How technology monitors and reduces workplace stress

It’s clear that stress can take its toll. Organisations have a duty of care to support and protect their employees from physical and mental risks, including stresses of all kinds. While many already have measures to ensure staff safety and well-being, more can be done. 

Currently, measures vary from hydration to adjusting work schedules, introducing rest timetables, and providing psychological support. But it’s very difficult for organisations to know if someone is coping well or experiencing problems day-to-day. This means symptoms can often go undetected or are detected too late, making it harder and longer to address the issues. 

The wearable in-ear physiological monitoring solution from Bodytrak helps organisations accurately measure, monitor, and manage physiological factors that indicate stress. It monitors workers in real time so that if the user exceeds a physiological threshold where they can be at risk both the user and supervisor receive immediate alerts so early intervention can be enabled.

Take, for instance, a worker in a high-heat environment. Exposure to intense heat may raise their core body temperature (CBT), which can lead to cardiovascular strain and heat stroke. With Bodytrak, the worker would receive an audio prompt before their CBT can reach a dangerous level, reducing the risk of heat stress and heat stroke, which can in turn, impair cognitive function. This approach reduces the risk of incidents, helps maintain worker health and well-being, and improves overall performance. 
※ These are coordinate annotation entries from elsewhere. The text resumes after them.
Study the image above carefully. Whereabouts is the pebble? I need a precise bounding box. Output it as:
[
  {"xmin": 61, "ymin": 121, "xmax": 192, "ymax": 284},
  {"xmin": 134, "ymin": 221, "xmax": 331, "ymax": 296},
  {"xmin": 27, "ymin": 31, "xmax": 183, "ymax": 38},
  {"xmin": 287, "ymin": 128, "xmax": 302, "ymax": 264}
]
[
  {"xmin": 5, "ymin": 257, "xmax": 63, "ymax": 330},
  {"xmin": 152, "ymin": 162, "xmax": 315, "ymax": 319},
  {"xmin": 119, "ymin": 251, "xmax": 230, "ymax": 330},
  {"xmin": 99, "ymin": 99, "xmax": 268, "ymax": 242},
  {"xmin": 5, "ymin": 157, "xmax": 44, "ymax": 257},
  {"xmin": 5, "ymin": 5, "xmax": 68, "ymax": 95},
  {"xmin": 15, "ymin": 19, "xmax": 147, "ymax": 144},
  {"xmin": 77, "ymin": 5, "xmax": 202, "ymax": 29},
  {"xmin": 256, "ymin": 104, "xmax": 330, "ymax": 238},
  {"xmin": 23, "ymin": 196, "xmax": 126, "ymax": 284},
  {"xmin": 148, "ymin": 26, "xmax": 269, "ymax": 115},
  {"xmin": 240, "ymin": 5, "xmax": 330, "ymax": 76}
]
Since stress impacts people differently, Bodytrak takes an individual approach to managing worker well-being. The ability to monitor each worker’s physiological responses makes Bodytrak extremely effective and accurate. Over time, data captured provides insights that can paint a clearer picture of each individual’s responses to their environments and work stressors. This ensures everyone is equipped with the right knowledge and resources to deal with their working environment. 

In the long term, data can help identify and address ongoing issues and inform health and safety practices. For example, a long-haul trucking and logistics company realised their drivers were prone to fatigue as they covered great distances over many working hours. They implemented physiological monitoring technology to monitor and detect fatigue, alerting drivers to take a break well before they became too tired and dangerous to themselves and other road users.


Stress Awareness Month reminds us of the complex nature of workplace stress and the devastating mental and physical toll it can take on employees. It is crucial to understand that stress doesn’t just impact busy office workers. Environmental stressors like heat, noise, and demanding working conditions that result in fatigue can significantly impact well-being, too.

For organisations, stress management is not just about the bottom line and productivity gains. Good technology and health and safety practices can certainly boost productivity and performance. But most importantly, it can protect workers physically and emotionally for an altogether healthier workforce.